NATO beschließt umfangreiches Aufrüstungsprogramm
Baku, 5. Juni, AZERTAC
Die NATO hat das größte Aufrüstungsprogramm seit Jahrzehnten beschlossen. Wie mehrere Nachrichtenagenturen übereinstimmend berichten, sollen die Fähigkeiten zur Abschreckung und Verteidigung erheblich ausgeweitet werden. Schwerpunkte bilden unter anderem die Luft- und Raketenabwehr sowie die Produktion von Langstreckenwaffen.
Im Kern erhalten die Staaten neue Zielvorgaben für ihre militärischen Fähigkeiten, die als streng geheim eingestuft werden. Hintergrund ist die anhaltende Bedrohung durch Russland.

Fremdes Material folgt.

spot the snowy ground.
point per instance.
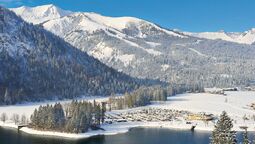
(236, 104)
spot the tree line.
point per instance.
(77, 117)
(223, 133)
(144, 95)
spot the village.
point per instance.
(159, 115)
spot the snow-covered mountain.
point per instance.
(247, 37)
(40, 14)
(37, 65)
(145, 50)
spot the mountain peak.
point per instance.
(40, 14)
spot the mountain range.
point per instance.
(145, 50)
(38, 65)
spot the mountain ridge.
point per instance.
(37, 65)
(145, 50)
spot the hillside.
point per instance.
(37, 65)
(145, 50)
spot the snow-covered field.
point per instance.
(236, 104)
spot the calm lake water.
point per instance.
(134, 136)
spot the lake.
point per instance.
(134, 136)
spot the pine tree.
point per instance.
(222, 133)
(245, 137)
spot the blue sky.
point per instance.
(187, 15)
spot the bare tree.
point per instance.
(15, 118)
(4, 117)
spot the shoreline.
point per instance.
(110, 129)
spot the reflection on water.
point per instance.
(134, 136)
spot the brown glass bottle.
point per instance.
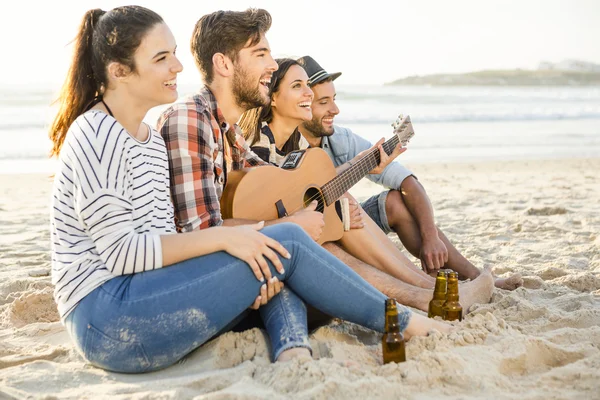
(452, 308)
(392, 342)
(439, 296)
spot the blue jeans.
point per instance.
(150, 320)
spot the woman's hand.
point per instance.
(267, 292)
(251, 246)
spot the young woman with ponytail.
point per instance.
(134, 295)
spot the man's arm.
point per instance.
(189, 139)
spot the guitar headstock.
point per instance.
(403, 129)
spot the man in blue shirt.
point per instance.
(404, 209)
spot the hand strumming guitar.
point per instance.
(310, 220)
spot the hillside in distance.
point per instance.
(564, 73)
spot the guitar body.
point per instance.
(255, 193)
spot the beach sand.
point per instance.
(541, 341)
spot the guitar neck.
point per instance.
(339, 185)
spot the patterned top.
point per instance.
(110, 206)
(265, 147)
(200, 155)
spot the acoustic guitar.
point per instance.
(270, 192)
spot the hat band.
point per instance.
(317, 76)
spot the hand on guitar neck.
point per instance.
(385, 159)
(403, 131)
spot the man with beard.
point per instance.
(406, 208)
(203, 141)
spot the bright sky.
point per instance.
(373, 41)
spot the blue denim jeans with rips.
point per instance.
(150, 320)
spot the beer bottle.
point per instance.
(392, 340)
(439, 296)
(452, 308)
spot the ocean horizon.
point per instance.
(452, 124)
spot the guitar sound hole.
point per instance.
(314, 194)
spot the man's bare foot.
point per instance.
(420, 325)
(479, 290)
(511, 283)
(293, 353)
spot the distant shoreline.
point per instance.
(516, 77)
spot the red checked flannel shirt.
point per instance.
(195, 133)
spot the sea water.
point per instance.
(452, 124)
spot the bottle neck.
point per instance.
(439, 293)
(452, 290)
(391, 323)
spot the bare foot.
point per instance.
(293, 353)
(511, 283)
(479, 290)
(420, 325)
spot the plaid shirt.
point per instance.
(200, 156)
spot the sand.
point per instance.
(541, 341)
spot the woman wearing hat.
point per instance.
(272, 132)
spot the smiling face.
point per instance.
(156, 67)
(253, 70)
(293, 97)
(324, 111)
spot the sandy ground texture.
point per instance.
(541, 341)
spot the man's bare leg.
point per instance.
(477, 291)
(403, 223)
(372, 250)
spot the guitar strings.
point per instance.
(388, 147)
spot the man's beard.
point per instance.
(315, 127)
(246, 95)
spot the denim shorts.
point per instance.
(375, 208)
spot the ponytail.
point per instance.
(103, 37)
(80, 86)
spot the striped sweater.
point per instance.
(110, 204)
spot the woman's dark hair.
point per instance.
(251, 121)
(103, 37)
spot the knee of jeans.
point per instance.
(289, 231)
(113, 354)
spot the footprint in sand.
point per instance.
(536, 356)
(31, 307)
(547, 211)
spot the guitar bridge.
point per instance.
(281, 211)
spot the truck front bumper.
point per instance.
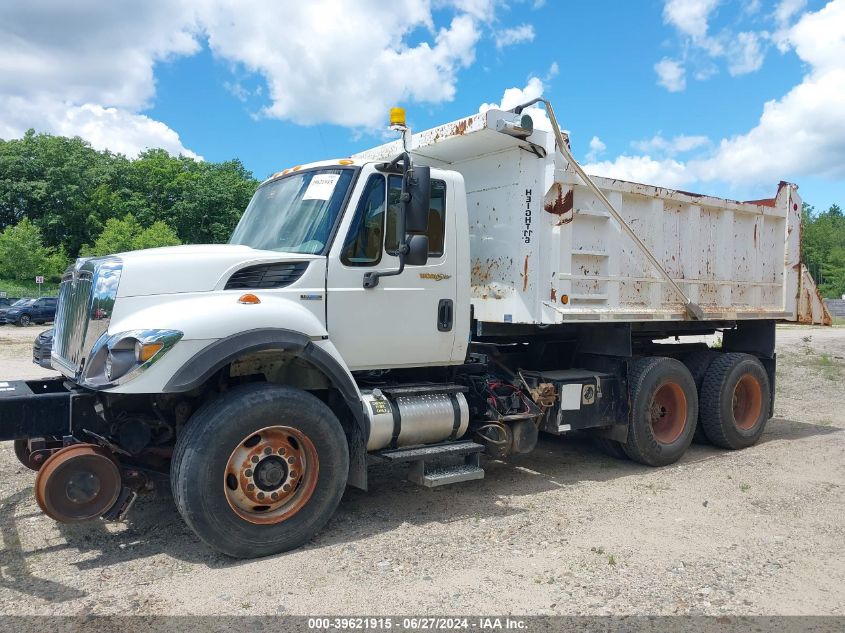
(43, 408)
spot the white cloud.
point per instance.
(513, 97)
(671, 74)
(689, 16)
(86, 69)
(746, 54)
(743, 52)
(515, 35)
(676, 145)
(666, 173)
(339, 62)
(800, 134)
(324, 61)
(105, 128)
(597, 148)
(783, 15)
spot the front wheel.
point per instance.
(260, 470)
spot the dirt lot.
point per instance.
(562, 530)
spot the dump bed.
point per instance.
(545, 250)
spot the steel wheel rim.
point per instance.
(668, 412)
(747, 402)
(271, 475)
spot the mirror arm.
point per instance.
(371, 278)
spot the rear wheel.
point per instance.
(664, 409)
(260, 470)
(735, 400)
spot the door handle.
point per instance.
(445, 315)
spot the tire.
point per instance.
(664, 410)
(212, 459)
(735, 400)
(698, 363)
(610, 447)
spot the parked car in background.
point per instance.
(12, 303)
(42, 347)
(41, 310)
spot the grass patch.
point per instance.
(827, 366)
(17, 288)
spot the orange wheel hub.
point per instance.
(78, 483)
(747, 402)
(271, 475)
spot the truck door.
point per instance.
(408, 319)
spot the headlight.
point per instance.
(119, 358)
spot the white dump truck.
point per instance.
(436, 302)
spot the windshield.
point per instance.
(296, 213)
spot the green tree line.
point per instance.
(824, 249)
(60, 198)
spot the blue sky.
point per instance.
(670, 92)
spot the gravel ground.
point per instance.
(563, 530)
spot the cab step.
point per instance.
(427, 467)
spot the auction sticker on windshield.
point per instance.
(321, 187)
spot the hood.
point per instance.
(195, 268)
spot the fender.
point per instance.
(209, 360)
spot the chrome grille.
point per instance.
(86, 297)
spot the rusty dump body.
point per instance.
(545, 250)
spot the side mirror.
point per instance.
(417, 250)
(419, 188)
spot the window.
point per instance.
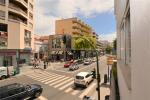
(2, 14)
(31, 16)
(30, 25)
(31, 6)
(79, 77)
(2, 2)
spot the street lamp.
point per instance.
(98, 74)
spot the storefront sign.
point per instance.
(7, 53)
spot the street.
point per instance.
(58, 84)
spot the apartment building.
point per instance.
(72, 26)
(57, 47)
(16, 27)
(133, 46)
(40, 46)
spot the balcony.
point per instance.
(2, 2)
(22, 2)
(17, 20)
(17, 10)
(27, 39)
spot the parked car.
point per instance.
(83, 79)
(18, 91)
(5, 71)
(80, 61)
(73, 66)
(67, 64)
(87, 62)
(88, 98)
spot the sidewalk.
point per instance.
(104, 90)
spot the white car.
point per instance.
(3, 71)
(83, 79)
(87, 62)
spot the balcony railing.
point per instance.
(22, 2)
(17, 20)
(2, 2)
(17, 9)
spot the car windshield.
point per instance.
(67, 62)
(79, 77)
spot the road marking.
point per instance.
(42, 98)
(48, 79)
(59, 81)
(66, 85)
(54, 79)
(75, 92)
(40, 78)
(63, 83)
(44, 78)
(92, 86)
(68, 90)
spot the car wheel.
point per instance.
(37, 94)
(3, 77)
(86, 85)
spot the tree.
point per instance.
(84, 43)
(115, 44)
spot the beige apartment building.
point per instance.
(16, 27)
(16, 24)
(133, 48)
(72, 26)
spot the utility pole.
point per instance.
(98, 76)
(64, 41)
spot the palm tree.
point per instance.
(84, 43)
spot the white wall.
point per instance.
(140, 29)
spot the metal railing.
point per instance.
(23, 2)
(2, 2)
(17, 9)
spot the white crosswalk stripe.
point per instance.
(67, 81)
(63, 87)
(61, 82)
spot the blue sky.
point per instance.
(96, 13)
(102, 23)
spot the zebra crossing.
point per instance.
(60, 82)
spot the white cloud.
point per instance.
(110, 36)
(47, 11)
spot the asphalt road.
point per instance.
(58, 84)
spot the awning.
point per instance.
(60, 52)
(70, 53)
(53, 52)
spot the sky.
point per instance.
(99, 14)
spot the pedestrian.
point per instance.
(47, 61)
(44, 64)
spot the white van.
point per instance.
(83, 78)
(3, 71)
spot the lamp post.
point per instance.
(97, 67)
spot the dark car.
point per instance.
(80, 61)
(73, 66)
(67, 64)
(18, 91)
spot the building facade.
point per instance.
(75, 28)
(133, 46)
(58, 49)
(16, 28)
(40, 46)
(72, 26)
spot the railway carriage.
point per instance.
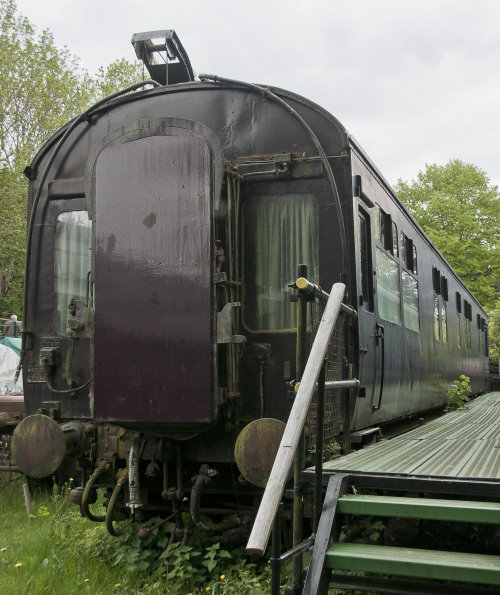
(166, 228)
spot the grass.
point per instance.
(61, 552)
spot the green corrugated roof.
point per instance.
(465, 443)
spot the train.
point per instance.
(167, 226)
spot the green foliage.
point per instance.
(460, 212)
(458, 393)
(63, 553)
(494, 330)
(43, 86)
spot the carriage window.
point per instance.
(440, 319)
(279, 233)
(365, 261)
(72, 262)
(410, 302)
(388, 291)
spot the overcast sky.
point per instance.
(414, 82)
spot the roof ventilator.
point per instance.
(164, 57)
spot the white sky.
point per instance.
(415, 82)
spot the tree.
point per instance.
(41, 87)
(460, 212)
(494, 330)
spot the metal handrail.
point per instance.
(273, 493)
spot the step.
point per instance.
(430, 564)
(420, 508)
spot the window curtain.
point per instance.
(279, 233)
(72, 262)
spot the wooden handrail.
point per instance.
(273, 493)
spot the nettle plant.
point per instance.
(458, 393)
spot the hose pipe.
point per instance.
(122, 477)
(133, 472)
(102, 466)
(200, 481)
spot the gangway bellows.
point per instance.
(273, 492)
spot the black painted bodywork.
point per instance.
(150, 169)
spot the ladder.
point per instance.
(402, 570)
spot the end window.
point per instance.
(72, 263)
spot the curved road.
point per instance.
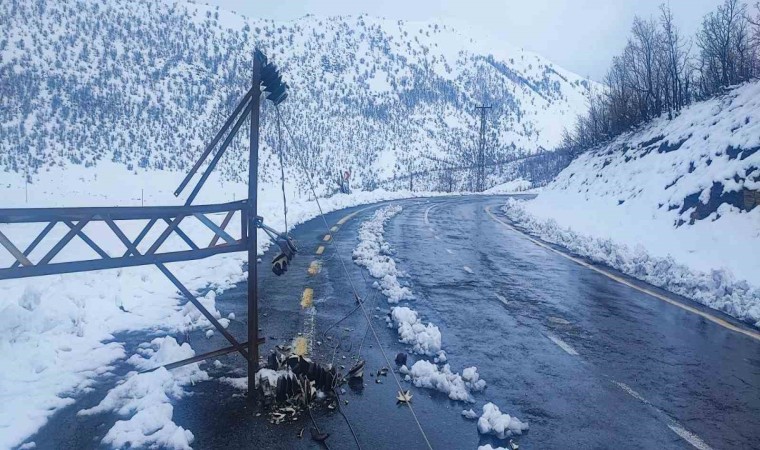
(589, 362)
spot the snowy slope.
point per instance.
(674, 203)
(146, 83)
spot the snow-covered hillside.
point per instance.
(674, 203)
(145, 84)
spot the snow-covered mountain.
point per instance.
(675, 203)
(146, 84)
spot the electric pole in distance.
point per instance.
(481, 165)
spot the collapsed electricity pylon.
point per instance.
(76, 219)
(480, 184)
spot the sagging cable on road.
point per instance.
(366, 314)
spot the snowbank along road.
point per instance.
(587, 358)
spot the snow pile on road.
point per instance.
(458, 387)
(59, 330)
(674, 203)
(469, 414)
(493, 421)
(374, 253)
(717, 288)
(510, 187)
(144, 399)
(424, 339)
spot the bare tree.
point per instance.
(675, 53)
(724, 47)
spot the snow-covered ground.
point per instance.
(671, 204)
(59, 330)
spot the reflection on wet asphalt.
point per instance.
(587, 361)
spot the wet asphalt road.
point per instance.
(588, 362)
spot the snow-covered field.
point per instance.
(670, 204)
(59, 330)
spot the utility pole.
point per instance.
(253, 285)
(481, 178)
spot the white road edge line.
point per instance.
(674, 426)
(708, 316)
(427, 211)
(562, 344)
(689, 437)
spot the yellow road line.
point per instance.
(314, 268)
(307, 298)
(348, 217)
(300, 346)
(717, 320)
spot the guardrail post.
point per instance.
(253, 288)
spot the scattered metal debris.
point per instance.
(319, 436)
(357, 371)
(404, 397)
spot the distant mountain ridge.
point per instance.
(147, 83)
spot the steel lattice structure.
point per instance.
(170, 218)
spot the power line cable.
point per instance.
(353, 287)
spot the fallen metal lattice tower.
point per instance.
(76, 219)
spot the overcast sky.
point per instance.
(580, 35)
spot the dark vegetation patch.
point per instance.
(673, 183)
(740, 153)
(743, 199)
(667, 147)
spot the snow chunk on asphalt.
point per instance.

In Brüssel berieten die NATO-Verteidigungsminister über Ausrichtung und Finanzierung der Militär-Allianz. US-Verteidigungsminister Hegseth teilte mit, dass eine Einigung zum Vorstoß, künftig bis zu fünf Prozent des Bruttoinlandsproduktes für die Rüstung auszugeben, greifbar sei. Das bisherige Bündnis-Ziel liegt bei zwei Prozent. Ein Vorschlag von NATO-Generalsekretär Rutte sieht vor, dass die Länder mindestens 3,5 Prozent für Verteidigungsausgaben und 1,5 Prozent für verteidigungsrelevante Infrastruktur aufwenden.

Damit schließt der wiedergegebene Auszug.